Generating Human Motion Videos using a Cascaded Text-to-Video Framework
Hyelin Nam, Hyojun Go, Byeongjun Park, Byung-Hoon Kim, Hyungjin Chung
TL;DR
CAMEO introduces a cascaded yet integrated text-to-video pipeline that couples a text-to-motion model with a conditioned video diffusion model to generate coherent human motion videos directly from text. The authors address training-time misalignment through a caption refinement strategy and SMPL-based motion cues, and they solve inference-time challenges with a camera-view selection module that aligns viewpoints to the input text. They demonstrate strong performance on MovieGen and a new HuMoBench benchmark, and show practical extensions such as motion and camera view editing. The work advances general human-centric video generation by enabling end-to-end T2V pipelines with improved motion fidelity, pose consistency, and viewpoint coherence. Limitations include reliance on the quality of the T2M backbone and single-person data, with potential for broader generalization as multi-person motion modeling improves.
Abstract
Human video generation is becoming an increasingly important task with broad applications in graphics, entertainment, and embodied AI. Despite the rapid progress of video diffusion models (VDMs), their use for general-purpose human video generation remains underexplored, with most works constrained to image-to-video setups or narrow domains like dance videos. In this work, we propose CAMEO, a cascaded framework for general human motion video generation. It seamlessly bridges Text-to-Motion (T2M) models and conditional VDMs, mitigating suboptimal factors that may arise in this process across both training and inference through carefully designed components. Specifically, we analyze and prepare both textual prompts and visual conditions to effectively train the VDM, ensuring robust alignment between motion descriptions, conditioning signals, and the generated videos.
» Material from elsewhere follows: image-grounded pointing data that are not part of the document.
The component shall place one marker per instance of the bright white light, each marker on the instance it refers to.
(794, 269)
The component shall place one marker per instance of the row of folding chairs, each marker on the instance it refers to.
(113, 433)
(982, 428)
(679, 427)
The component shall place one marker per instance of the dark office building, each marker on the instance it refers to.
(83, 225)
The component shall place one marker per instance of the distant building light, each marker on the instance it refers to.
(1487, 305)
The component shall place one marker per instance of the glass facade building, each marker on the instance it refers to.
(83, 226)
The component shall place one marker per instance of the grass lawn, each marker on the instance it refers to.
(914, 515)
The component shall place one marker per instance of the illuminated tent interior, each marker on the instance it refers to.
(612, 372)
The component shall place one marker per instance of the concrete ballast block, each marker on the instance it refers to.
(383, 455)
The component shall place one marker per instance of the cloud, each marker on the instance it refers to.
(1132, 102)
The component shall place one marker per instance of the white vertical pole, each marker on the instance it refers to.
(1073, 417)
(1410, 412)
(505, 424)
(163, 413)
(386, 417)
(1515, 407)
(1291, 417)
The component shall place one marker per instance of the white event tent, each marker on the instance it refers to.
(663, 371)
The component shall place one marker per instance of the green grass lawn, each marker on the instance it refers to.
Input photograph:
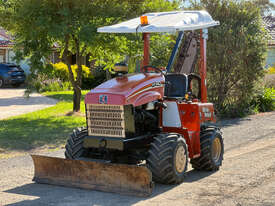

Furthermore, we introduce a camera-aware conditioning module that connects the two stages, automatically selecting viewpoints aligned with the input text to enhance coherence and reduce manual intervention. We demonstrate the effectiveness of our approach on both the MovieGen benchmark and a newly introduced benchmark tailored to the T2M-VDM combination, while highlighting its versatility across diverse use cases.